1956-й. Лайзе исполнилось восемь лет. В тот же год произошли и другие, более громкие события. Конфликт из-за Суэцкого канала. Венгерское восстание. Мы с Джаспером расстались — не в первый раз и не в последний. Лайза вернулась в Сотлей. Я старалась видеться с ней как можно чаще. Я писала колонку для газеты Гамильтона, наша договоренность гнала меня в самые разные места — как раз то, что мне было нужно, когда на середине жизненного пути у меня вдруг открылось второе дыхание. Я писала обо всем, о чем хотела, обо всем, что будило во мне живой интерес. В тот год я и те, кто думал, как я, слушали выступления Идена[116] — сначала с недоверием, потом с гневом. Впервые, когда за эти несколько недель резонерство правительства сменилось очевидной невменяемостью, мы почувствовали, каково это — жить в политизированном обществе. Люди кричали друг на друга, друзья переставали общаться, распадались семьи. Я имела доступ к вожделенному печатному слову, но и я, в тревоге и возмущении, шла к юнцам в коротких пальто и шарфах, по цвету которых можно было определить, в каком колледже они учатся. Гостиные и церкви были забиты спорщиками. А потом, в середине недели, когда события шли по нарастающей, стал очевиден жестокий цинизм происходящего: в то время как мир спорил о ценах на нефть и водных путях, в Будапешт вошли танки. Я разорвала уже готовый текст для завтрашнего номера и написала новый. Я уже не помню, о чем говорила в той статье, — помню лишь чувство беспомощности, словно я свидетель, безучастно наблюдающий за убийством. Чувство было такое, что Венгрия — это не другая страна, а другая эпоха, и потому недосягаема.

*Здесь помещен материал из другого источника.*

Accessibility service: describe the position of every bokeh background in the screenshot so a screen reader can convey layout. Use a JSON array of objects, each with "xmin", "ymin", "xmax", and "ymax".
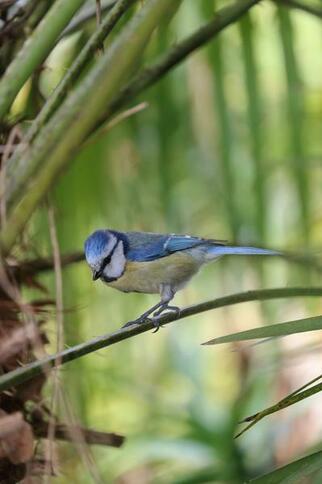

Но это, конечно, было не так.
— Я звоню вам, — прорезается слабый голос сквозь толщу атмосферных помех.
— Я знаю, что вы мне звоните, — отвечает Клаудия.
— В газете мне дают ваш телефон.
Клаудия вздыхает. В газете не имеют права так делать. Они это знают. Какая-нибудь глупая стажерка. Какой-нибудь докучливый зануда.
— Послушайте… — начинает она.
— Из Будапешта я звоню вам.
Клаудия переводит дух. Ох… Вот это да. В трубке пощелкивает, потрескивает, словно где-то на линии горит костер.